Flowers are beautiful, and necessary for life as we know it. But if you look at your garden with an open mind and a clear eye, you will probably admit that it’s 90% green. Luckily, foliage offers huge variety: leaves have texture, size, shape, gradations of green (and some are purple, of course) and more all the time are variegated. Color is a science all its own, and I won’t even try to define hue, brightness, intensity and saturation.

Green is all around you, but that doesn’t mean that you can’t create artful combinations with it. My garden, I must admit, isn’t the result of a painterly eye – it’s an amalgam of too much enthusiasm (in buying the plants), too much sloth (in weeding and editing) and way too much whimsy (as in “let’s see how much neglect this plant can endure!”)

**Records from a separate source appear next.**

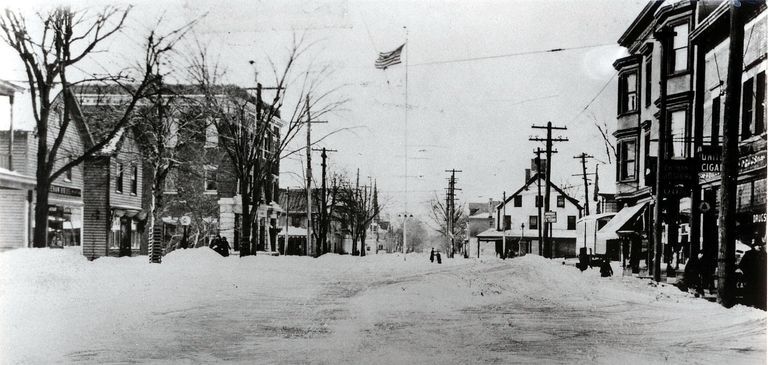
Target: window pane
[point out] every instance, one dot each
(681, 59)
(677, 133)
(681, 37)
(631, 82)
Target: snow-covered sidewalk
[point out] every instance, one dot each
(57, 307)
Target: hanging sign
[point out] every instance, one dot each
(550, 217)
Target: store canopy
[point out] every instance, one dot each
(294, 232)
(620, 222)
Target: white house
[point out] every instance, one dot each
(520, 231)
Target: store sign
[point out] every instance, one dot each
(678, 172)
(709, 160)
(752, 162)
(550, 217)
(63, 190)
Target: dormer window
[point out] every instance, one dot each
(628, 92)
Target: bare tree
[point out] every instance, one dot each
(440, 214)
(249, 130)
(359, 210)
(68, 37)
(331, 201)
(610, 146)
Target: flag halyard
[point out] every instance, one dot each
(387, 59)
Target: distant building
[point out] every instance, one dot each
(18, 164)
(517, 221)
(480, 219)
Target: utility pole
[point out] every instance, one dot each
(549, 140)
(323, 246)
(584, 174)
(729, 169)
(503, 224)
(451, 207)
(538, 197)
(663, 36)
(310, 246)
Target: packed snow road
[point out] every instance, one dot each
(197, 307)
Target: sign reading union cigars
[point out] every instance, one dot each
(709, 161)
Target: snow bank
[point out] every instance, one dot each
(59, 307)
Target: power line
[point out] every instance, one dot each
(595, 97)
(553, 50)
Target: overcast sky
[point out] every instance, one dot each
(473, 116)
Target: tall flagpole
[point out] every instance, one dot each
(405, 149)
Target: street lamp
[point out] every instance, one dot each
(405, 237)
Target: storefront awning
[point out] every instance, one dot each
(294, 232)
(619, 221)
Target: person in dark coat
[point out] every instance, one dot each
(605, 268)
(214, 245)
(583, 259)
(224, 244)
(753, 265)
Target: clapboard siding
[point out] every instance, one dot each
(96, 211)
(128, 154)
(13, 218)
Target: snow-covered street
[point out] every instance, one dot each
(197, 307)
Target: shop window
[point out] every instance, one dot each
(134, 179)
(135, 236)
(533, 222)
(753, 106)
(760, 103)
(211, 134)
(210, 179)
(679, 56)
(627, 161)
(628, 93)
(68, 173)
(678, 142)
(648, 79)
(715, 132)
(119, 178)
(747, 107)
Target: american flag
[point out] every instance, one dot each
(387, 59)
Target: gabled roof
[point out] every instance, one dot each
(530, 181)
(641, 22)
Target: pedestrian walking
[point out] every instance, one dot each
(605, 268)
(214, 245)
(583, 259)
(224, 243)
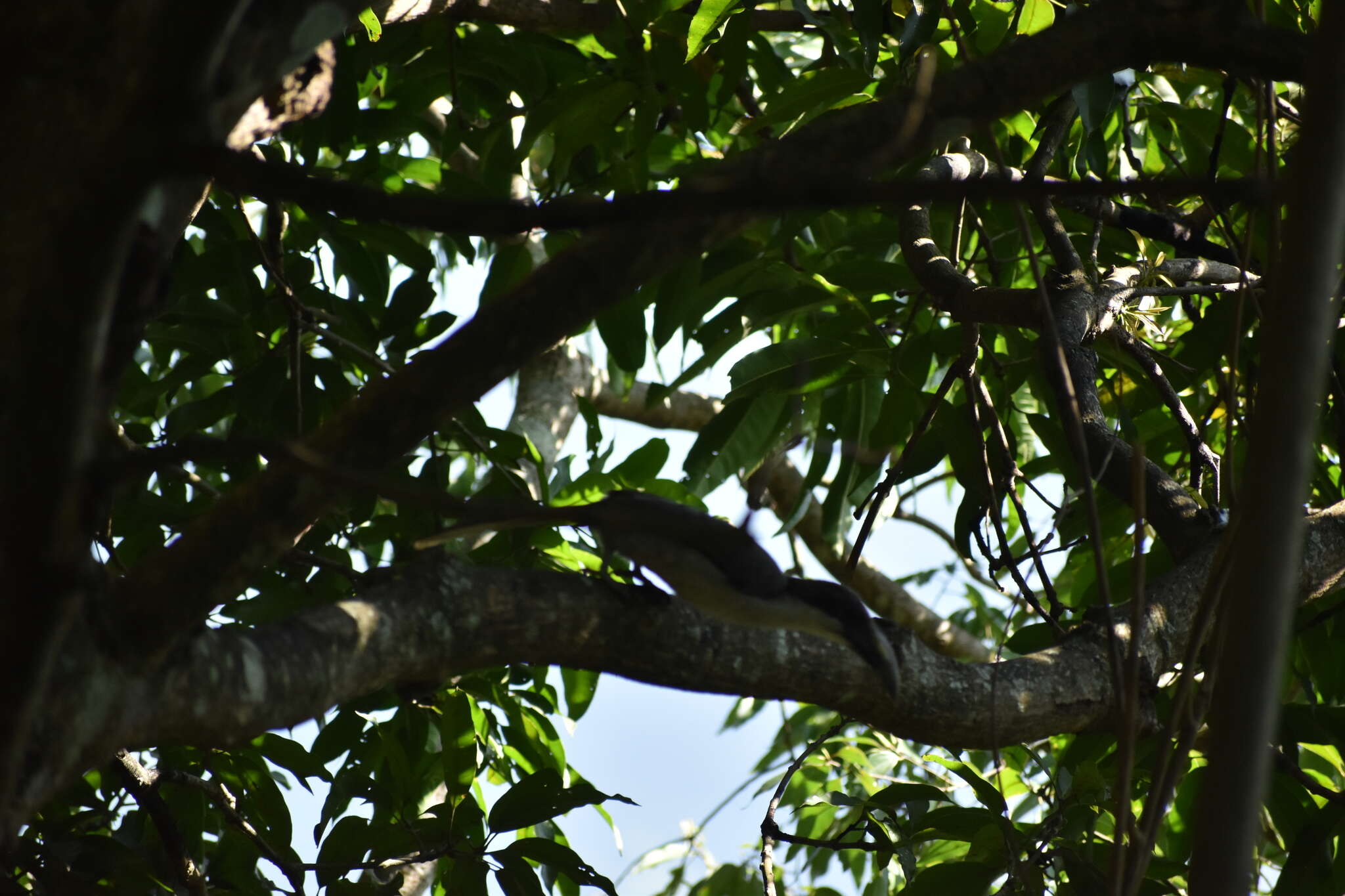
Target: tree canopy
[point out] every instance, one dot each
(1074, 264)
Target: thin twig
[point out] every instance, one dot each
(771, 832)
(1202, 457)
(143, 785)
(956, 371)
(1125, 837)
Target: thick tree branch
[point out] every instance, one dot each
(1296, 352)
(443, 617)
(248, 175)
(888, 598)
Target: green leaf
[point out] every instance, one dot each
(373, 27)
(557, 857)
(953, 878)
(541, 797)
(986, 793)
(622, 328)
(459, 743)
(517, 878)
(1036, 16)
(510, 267)
(343, 848)
(707, 19)
(801, 366)
(580, 689)
(739, 438)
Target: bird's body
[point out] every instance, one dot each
(712, 565)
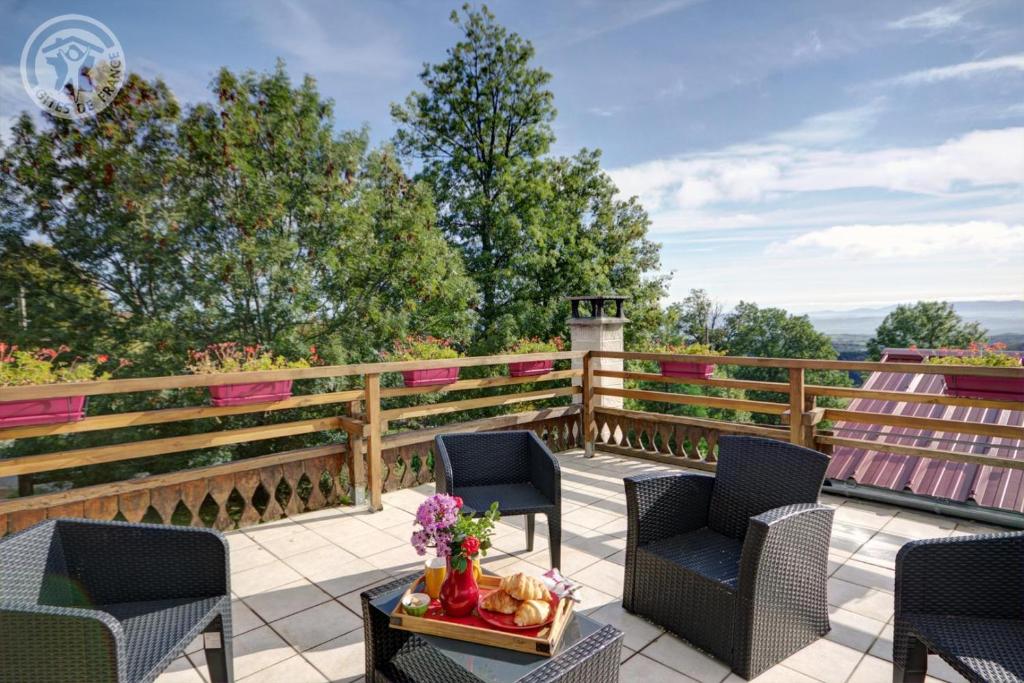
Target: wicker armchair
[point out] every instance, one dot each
(95, 601)
(514, 468)
(735, 563)
(962, 598)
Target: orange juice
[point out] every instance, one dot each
(433, 570)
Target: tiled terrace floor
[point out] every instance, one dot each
(297, 583)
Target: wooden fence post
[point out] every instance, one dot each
(374, 464)
(587, 422)
(798, 397)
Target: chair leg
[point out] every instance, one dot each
(916, 664)
(217, 648)
(555, 539)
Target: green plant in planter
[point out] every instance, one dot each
(421, 348)
(49, 366)
(230, 357)
(988, 355)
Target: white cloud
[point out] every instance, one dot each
(961, 71)
(909, 241)
(760, 172)
(936, 18)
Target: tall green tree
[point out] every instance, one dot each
(532, 229)
(927, 325)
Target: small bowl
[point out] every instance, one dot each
(416, 604)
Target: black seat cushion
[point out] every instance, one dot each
(155, 629)
(991, 649)
(512, 498)
(705, 552)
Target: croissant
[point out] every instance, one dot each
(521, 587)
(500, 601)
(532, 612)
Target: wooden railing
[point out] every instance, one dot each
(365, 449)
(688, 440)
(368, 446)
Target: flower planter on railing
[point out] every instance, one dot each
(41, 411)
(432, 377)
(530, 368)
(700, 371)
(977, 386)
(251, 392)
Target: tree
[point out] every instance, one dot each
(531, 229)
(927, 325)
(774, 333)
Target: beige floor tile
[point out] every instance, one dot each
(870, 575)
(825, 660)
(604, 575)
(316, 626)
(341, 658)
(263, 579)
(637, 632)
(866, 601)
(639, 668)
(301, 541)
(682, 656)
(292, 670)
(287, 599)
(853, 630)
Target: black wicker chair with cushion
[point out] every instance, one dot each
(735, 563)
(83, 600)
(514, 468)
(963, 599)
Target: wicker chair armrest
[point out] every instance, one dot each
(659, 505)
(443, 477)
(47, 643)
(784, 548)
(969, 575)
(544, 470)
(125, 562)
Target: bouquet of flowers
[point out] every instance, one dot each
(457, 536)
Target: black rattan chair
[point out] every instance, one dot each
(963, 599)
(514, 468)
(735, 563)
(96, 601)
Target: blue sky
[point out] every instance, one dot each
(812, 155)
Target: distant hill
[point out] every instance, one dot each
(1001, 318)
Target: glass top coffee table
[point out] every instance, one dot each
(589, 651)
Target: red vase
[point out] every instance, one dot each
(459, 593)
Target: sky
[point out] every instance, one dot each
(813, 155)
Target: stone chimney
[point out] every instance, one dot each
(596, 325)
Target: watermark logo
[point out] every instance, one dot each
(73, 67)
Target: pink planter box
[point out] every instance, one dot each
(530, 368)
(253, 392)
(41, 412)
(693, 370)
(974, 386)
(430, 377)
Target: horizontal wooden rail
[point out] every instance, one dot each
(933, 424)
(193, 381)
(158, 446)
(398, 439)
(480, 383)
(906, 396)
(138, 419)
(722, 425)
(158, 480)
(776, 387)
(811, 364)
(687, 399)
(471, 403)
(934, 454)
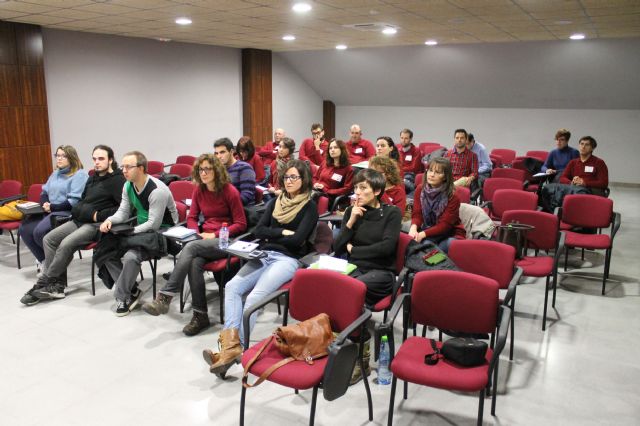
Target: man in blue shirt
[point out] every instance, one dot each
(560, 157)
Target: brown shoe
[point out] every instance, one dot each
(230, 352)
(160, 305)
(198, 323)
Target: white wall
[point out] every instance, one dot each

Still, nature comes to one’s aid. My twenty years of replacing lawn with mulched beds has led to a lot of plants courtesy of the birds. Some are happy accidents. This volunteer dogwood’s leaves contrast in color, shape, size and texture with the Japanese clethra next to it; below, fine-leafed Periwinkle shimmers next to the duller Pachysandra.

Two stellar variegated plants are a small Sweetgum tree and a Daphne ‘Carol Mackie’ shrub. The bright yellow blotches draw the eye, which then sees how dramatically the Sweetgum’s leaves are incised. The white margins of the small green Daphne leaves emphasize their neat, regular whorls.

Purple or reddish foliage, of course, adds a dash of contrast; this pairing of a purple-leafed Physocarpus, or Ninebark, next to a variegated Weigela, invites attention even after the Weigela’s flowers have disappeared. A dark-red Japanese maple provides contrast not only in color, but in the delicacy of its foliage above the coarse-leafed native Clethra below. Preparing to scale a young American elm, a variegated Porcelain vine displays its brilliant red baby leaves against its older, green-and-white ones.


An easy way to test combinations, of course, is to move your patio pots around into new arrangements. Here a small pot of blue-gray succulents competes for attention with purple-leafed Oxalis, glossy, fat-leafed Jade, and a few sprays of a yet-to-be-identified citrus tree. The Angel-wing begonia deserves to be a focal point, having taken three years to achieve this size and graceful shape.

Color theorists tell us that monochromatic compositions are boring, and you should carry a color wheel with you when you plant. Hot colors are exciting, while cool colors recede into the background.

Personally, I like surprises, but not too much drama. Maybe when the heat returns, I will just settle down in my lawn chair to watch the variegated Bishop’s-weed duke it out with the equally agressive Ajuga.